Modernizing existing REST APIs requires identifying APIs with OpenAPI specs, evaluating which APIs you want AI agents to have access to, configuring the MCP server, handling authentication and authorization, and deploying using the sidecar pattern
This blog discusses how organizations can modernize existing REST APIs with minimal effort by exposing them as tools via the Model Context Protocol (MCP). MCP is a universal standard that allows AI models to interact with external tools, data sources, and applications, effectively serving as a bridge between AI systems and the broader digital ecosystem. To modernize existing REST APIs, follow a 4-step process: Understand your application’s API surface: Use a well-documented REST API with an OpenAPI specification; Wrap your API with FastMCP: FastMCP is a lightweight server that automatically converts API endpoints into tools that AI agents can understand and call; Deploy both your existing application and the MCP server together using Amazon Elastic Container Service (Amazon ECS) and AWS Fargate with a sidecar pattern; Build the AI agent with Strands Agents SDK: Strands provides a clean interface for connecting to MCP servers and integrating with Amazon Bedrock. To adapt this pattern for your existing applications, identify APIs with OpenAPI specs, evaluate which APIs you want AI agents to have access to, configure the MCP server, handle authentication and authorization, deploy using the sidecar pattern, and test and iterate.
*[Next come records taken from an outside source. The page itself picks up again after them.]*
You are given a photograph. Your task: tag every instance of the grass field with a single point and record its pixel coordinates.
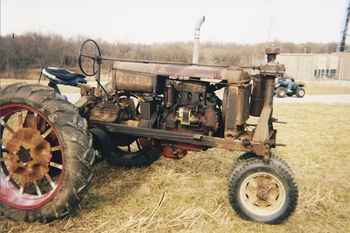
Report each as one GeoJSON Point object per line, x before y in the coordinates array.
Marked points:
{"type": "Point", "coordinates": [195, 188]}
{"type": "Point", "coordinates": [312, 87]}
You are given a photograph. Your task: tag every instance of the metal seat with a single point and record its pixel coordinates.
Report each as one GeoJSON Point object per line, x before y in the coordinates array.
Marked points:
{"type": "Point", "coordinates": [63, 76]}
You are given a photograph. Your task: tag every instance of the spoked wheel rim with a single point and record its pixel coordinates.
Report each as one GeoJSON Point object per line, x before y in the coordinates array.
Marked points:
{"type": "Point", "coordinates": [262, 194]}
{"type": "Point", "coordinates": [31, 157]}
{"type": "Point", "coordinates": [301, 93]}
{"type": "Point", "coordinates": [136, 146]}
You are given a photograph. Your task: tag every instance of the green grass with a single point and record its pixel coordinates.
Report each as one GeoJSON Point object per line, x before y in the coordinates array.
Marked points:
{"type": "Point", "coordinates": [195, 188]}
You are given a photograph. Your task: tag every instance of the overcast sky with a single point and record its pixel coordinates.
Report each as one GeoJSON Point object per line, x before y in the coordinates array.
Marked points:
{"type": "Point", "coordinates": [147, 21]}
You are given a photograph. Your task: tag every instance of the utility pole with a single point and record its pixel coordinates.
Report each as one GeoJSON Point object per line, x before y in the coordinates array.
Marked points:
{"type": "Point", "coordinates": [0, 18]}
{"type": "Point", "coordinates": [342, 45]}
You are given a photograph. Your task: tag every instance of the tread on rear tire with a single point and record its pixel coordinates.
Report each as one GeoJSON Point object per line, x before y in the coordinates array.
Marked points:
{"type": "Point", "coordinates": [77, 151]}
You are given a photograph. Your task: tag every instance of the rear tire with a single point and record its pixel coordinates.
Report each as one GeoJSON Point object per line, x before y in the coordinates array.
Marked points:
{"type": "Point", "coordinates": [262, 191]}
{"type": "Point", "coordinates": [74, 172]}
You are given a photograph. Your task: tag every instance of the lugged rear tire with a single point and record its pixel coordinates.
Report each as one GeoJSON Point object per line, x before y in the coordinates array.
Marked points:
{"type": "Point", "coordinates": [76, 152]}
{"type": "Point", "coordinates": [243, 189]}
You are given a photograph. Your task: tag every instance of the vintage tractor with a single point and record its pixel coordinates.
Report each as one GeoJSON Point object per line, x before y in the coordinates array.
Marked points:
{"type": "Point", "coordinates": [286, 86]}
{"type": "Point", "coordinates": [147, 109]}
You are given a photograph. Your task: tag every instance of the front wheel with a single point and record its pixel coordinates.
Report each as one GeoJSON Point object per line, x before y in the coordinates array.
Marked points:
{"type": "Point", "coordinates": [263, 191]}
{"type": "Point", "coordinates": [45, 155]}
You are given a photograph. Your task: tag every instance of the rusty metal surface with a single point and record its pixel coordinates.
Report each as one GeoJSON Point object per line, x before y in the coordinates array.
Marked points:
{"type": "Point", "coordinates": [232, 74]}
{"type": "Point", "coordinates": [131, 81]}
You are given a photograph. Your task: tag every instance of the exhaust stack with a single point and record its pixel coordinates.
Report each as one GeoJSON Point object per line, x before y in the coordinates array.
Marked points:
{"type": "Point", "coordinates": [197, 33]}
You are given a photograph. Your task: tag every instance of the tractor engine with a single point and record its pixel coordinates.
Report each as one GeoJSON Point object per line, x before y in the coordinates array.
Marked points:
{"type": "Point", "coordinates": [188, 106]}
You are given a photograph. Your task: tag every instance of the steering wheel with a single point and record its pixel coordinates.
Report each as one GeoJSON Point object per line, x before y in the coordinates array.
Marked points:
{"type": "Point", "coordinates": [90, 58]}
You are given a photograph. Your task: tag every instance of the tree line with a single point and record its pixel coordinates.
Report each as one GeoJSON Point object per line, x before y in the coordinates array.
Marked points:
{"type": "Point", "coordinates": [34, 50]}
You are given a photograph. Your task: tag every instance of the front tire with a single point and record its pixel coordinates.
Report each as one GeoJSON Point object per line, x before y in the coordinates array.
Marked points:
{"type": "Point", "coordinates": [263, 191]}
{"type": "Point", "coordinates": [300, 92]}
{"type": "Point", "coordinates": [46, 154]}
{"type": "Point", "coordinates": [281, 92]}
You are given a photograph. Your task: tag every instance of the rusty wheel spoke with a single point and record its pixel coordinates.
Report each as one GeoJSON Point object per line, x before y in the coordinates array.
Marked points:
{"type": "Point", "coordinates": [31, 120]}
{"type": "Point", "coordinates": [56, 148]}
{"type": "Point", "coordinates": [21, 189]}
{"type": "Point", "coordinates": [37, 189]}
{"type": "Point", "coordinates": [138, 144]}
{"type": "Point", "coordinates": [56, 165]}
{"type": "Point", "coordinates": [51, 182]}
{"type": "Point", "coordinates": [47, 132]}
{"type": "Point", "coordinates": [6, 126]}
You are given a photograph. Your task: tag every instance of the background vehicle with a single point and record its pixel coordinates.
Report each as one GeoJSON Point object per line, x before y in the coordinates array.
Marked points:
{"type": "Point", "coordinates": [288, 87]}
{"type": "Point", "coordinates": [148, 108]}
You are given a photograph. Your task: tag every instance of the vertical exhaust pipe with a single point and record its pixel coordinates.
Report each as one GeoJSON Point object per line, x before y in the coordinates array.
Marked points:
{"type": "Point", "coordinates": [197, 32]}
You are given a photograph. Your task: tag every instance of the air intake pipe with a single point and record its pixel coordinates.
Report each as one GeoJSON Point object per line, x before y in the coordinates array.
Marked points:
{"type": "Point", "coordinates": [197, 33]}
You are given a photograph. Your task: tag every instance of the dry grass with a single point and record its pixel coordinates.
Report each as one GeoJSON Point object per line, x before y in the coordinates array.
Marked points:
{"type": "Point", "coordinates": [190, 195]}
{"type": "Point", "coordinates": [312, 88]}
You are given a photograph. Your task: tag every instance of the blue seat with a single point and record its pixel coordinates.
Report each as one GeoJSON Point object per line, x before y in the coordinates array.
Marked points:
{"type": "Point", "coordinates": [63, 76]}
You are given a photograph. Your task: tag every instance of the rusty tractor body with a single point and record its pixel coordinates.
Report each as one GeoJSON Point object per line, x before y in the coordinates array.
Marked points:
{"type": "Point", "coordinates": [155, 108]}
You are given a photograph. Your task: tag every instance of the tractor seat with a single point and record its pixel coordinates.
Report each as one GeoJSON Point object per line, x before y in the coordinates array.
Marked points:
{"type": "Point", "coordinates": [63, 76]}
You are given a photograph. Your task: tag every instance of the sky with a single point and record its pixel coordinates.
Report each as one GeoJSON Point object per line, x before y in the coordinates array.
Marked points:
{"type": "Point", "coordinates": [150, 21]}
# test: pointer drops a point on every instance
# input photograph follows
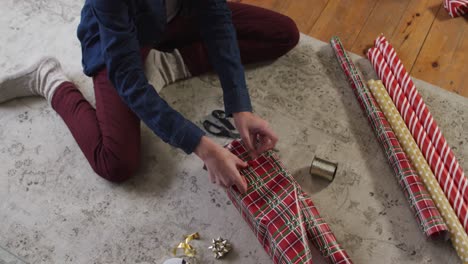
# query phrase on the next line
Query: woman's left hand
(255, 132)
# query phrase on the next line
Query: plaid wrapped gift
(456, 7)
(414, 189)
(282, 216)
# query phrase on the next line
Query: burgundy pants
(109, 135)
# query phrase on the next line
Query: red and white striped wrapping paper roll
(425, 117)
(456, 8)
(427, 215)
(443, 177)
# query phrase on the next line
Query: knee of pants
(292, 33)
(118, 169)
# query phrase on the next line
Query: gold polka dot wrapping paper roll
(458, 235)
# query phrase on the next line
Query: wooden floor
(433, 46)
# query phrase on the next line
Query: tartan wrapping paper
(448, 185)
(456, 8)
(415, 191)
(282, 216)
(425, 118)
(457, 233)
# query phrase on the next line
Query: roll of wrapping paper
(415, 191)
(443, 177)
(425, 118)
(458, 236)
(282, 216)
(456, 8)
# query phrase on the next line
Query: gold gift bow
(189, 251)
(457, 233)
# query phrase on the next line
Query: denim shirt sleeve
(120, 47)
(220, 39)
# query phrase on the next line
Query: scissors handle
(216, 130)
(221, 116)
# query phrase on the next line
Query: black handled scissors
(216, 130)
(224, 128)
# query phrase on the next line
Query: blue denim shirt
(111, 33)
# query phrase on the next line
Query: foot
(41, 79)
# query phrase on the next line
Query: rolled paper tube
(457, 233)
(456, 8)
(412, 186)
(443, 177)
(323, 169)
(282, 216)
(426, 120)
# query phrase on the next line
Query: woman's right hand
(223, 166)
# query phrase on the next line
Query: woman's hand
(255, 132)
(223, 166)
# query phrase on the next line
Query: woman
(171, 40)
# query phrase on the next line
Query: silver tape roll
(323, 169)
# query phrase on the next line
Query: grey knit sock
(41, 79)
(164, 68)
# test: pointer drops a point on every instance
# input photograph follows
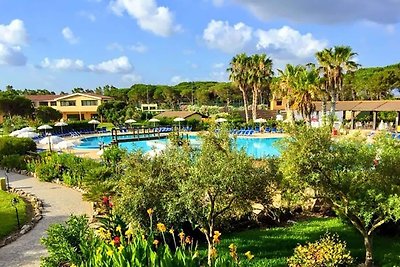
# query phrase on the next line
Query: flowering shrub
(66, 167)
(329, 251)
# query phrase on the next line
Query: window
(68, 103)
(89, 102)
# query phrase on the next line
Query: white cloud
(218, 65)
(139, 47)
(69, 36)
(12, 37)
(13, 33)
(229, 39)
(11, 56)
(87, 15)
(339, 11)
(287, 42)
(116, 65)
(115, 46)
(119, 65)
(178, 79)
(131, 78)
(150, 17)
(63, 64)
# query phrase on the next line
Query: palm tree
(285, 88)
(305, 85)
(239, 76)
(335, 62)
(259, 76)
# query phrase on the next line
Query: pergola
(373, 106)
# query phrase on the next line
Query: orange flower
(150, 211)
(161, 227)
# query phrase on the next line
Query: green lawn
(8, 220)
(271, 247)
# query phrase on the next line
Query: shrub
(16, 146)
(329, 251)
(67, 244)
(66, 167)
(13, 162)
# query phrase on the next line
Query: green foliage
(113, 111)
(12, 104)
(329, 251)
(7, 211)
(361, 181)
(68, 244)
(47, 114)
(15, 146)
(65, 167)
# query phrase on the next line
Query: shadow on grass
(272, 247)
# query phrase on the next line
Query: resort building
(187, 115)
(78, 106)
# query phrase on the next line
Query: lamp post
(8, 179)
(15, 202)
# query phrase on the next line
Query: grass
(272, 247)
(8, 221)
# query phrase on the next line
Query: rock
(25, 229)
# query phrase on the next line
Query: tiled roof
(176, 114)
(38, 98)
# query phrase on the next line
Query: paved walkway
(59, 203)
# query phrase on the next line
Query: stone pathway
(59, 202)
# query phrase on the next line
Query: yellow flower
(161, 227)
(181, 236)
(110, 253)
(213, 252)
(249, 255)
(129, 232)
(150, 211)
(216, 236)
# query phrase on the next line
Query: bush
(13, 151)
(329, 251)
(13, 162)
(16, 146)
(65, 167)
(67, 244)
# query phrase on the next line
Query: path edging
(37, 206)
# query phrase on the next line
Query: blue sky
(62, 44)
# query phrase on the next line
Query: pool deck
(92, 153)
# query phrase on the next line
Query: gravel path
(59, 203)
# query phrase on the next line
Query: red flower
(117, 241)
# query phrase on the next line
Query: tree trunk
(254, 107)
(246, 112)
(368, 251)
(323, 110)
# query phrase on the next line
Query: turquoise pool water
(256, 147)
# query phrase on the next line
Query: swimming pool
(256, 147)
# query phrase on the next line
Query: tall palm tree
(239, 76)
(335, 62)
(305, 85)
(259, 76)
(285, 88)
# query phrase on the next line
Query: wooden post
(352, 120)
(374, 113)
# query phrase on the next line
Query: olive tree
(361, 181)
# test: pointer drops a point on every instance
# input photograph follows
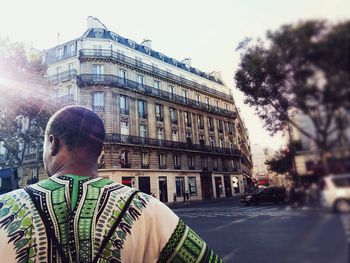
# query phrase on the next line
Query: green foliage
(24, 104)
(301, 68)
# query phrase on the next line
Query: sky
(206, 31)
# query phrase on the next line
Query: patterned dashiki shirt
(73, 218)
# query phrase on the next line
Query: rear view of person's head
(75, 131)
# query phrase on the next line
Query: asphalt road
(270, 233)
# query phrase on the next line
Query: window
(188, 137)
(198, 99)
(187, 119)
(221, 142)
(192, 185)
(162, 161)
(144, 160)
(204, 162)
(71, 49)
(98, 101)
(173, 116)
(210, 124)
(142, 108)
(122, 75)
(190, 162)
(207, 101)
(201, 140)
(141, 80)
(97, 71)
(220, 126)
(124, 159)
(180, 186)
(211, 140)
(185, 95)
(159, 112)
(123, 105)
(156, 85)
(177, 161)
(174, 135)
(143, 131)
(124, 128)
(171, 92)
(200, 122)
(160, 134)
(59, 52)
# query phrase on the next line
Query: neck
(77, 167)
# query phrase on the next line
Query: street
(269, 233)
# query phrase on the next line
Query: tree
(302, 68)
(24, 107)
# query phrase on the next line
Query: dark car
(265, 195)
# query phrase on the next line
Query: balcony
(64, 100)
(124, 111)
(55, 59)
(98, 109)
(116, 81)
(172, 145)
(110, 55)
(63, 76)
(144, 166)
(32, 181)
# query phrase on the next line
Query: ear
(54, 145)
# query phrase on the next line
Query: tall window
(159, 112)
(177, 161)
(174, 135)
(173, 116)
(185, 95)
(187, 119)
(160, 134)
(198, 99)
(157, 87)
(162, 161)
(143, 131)
(200, 122)
(144, 160)
(171, 92)
(123, 77)
(210, 124)
(141, 80)
(123, 104)
(211, 141)
(142, 108)
(190, 162)
(180, 186)
(124, 128)
(97, 71)
(220, 126)
(192, 185)
(98, 101)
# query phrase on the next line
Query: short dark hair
(78, 127)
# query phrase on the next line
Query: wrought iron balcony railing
(116, 81)
(136, 140)
(86, 54)
(63, 76)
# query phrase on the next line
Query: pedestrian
(77, 216)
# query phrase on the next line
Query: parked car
(335, 193)
(265, 195)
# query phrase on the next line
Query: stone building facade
(171, 130)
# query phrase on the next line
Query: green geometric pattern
(185, 246)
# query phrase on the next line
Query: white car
(335, 193)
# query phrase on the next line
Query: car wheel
(342, 206)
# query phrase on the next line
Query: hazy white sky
(206, 31)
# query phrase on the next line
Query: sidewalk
(202, 202)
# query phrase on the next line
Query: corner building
(170, 128)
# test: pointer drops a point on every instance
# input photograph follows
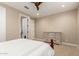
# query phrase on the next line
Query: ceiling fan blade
(26, 7)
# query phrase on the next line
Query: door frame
(20, 24)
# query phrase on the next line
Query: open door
(24, 27)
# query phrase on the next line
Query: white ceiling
(46, 8)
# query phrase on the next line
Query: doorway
(24, 27)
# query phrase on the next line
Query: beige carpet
(62, 50)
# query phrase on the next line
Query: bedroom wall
(78, 24)
(13, 22)
(65, 22)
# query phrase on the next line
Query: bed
(25, 47)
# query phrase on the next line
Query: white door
(2, 24)
(24, 27)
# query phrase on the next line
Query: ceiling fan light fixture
(62, 5)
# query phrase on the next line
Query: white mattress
(25, 47)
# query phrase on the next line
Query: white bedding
(25, 47)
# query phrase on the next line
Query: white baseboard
(70, 44)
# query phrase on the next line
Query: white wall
(2, 23)
(65, 22)
(12, 22)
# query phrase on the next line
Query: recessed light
(37, 14)
(62, 5)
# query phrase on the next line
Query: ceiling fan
(37, 4)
Benefits of this approach include minimal changes to existing applications, incremental modernization without a complete rewrite, scalable architecture, security by design, and cost-effectiveness. To get started with modernizing your own applications, review the Strands Agents SDK documentation, explore Amazon Bedrock for available AI models, identify applications with well-documented REST APIs, start with a proof of concept using a non-critical application, consider authentication and security requirements for production deployment, and limit API endpoints the agent has access to through FastMCP configuration options.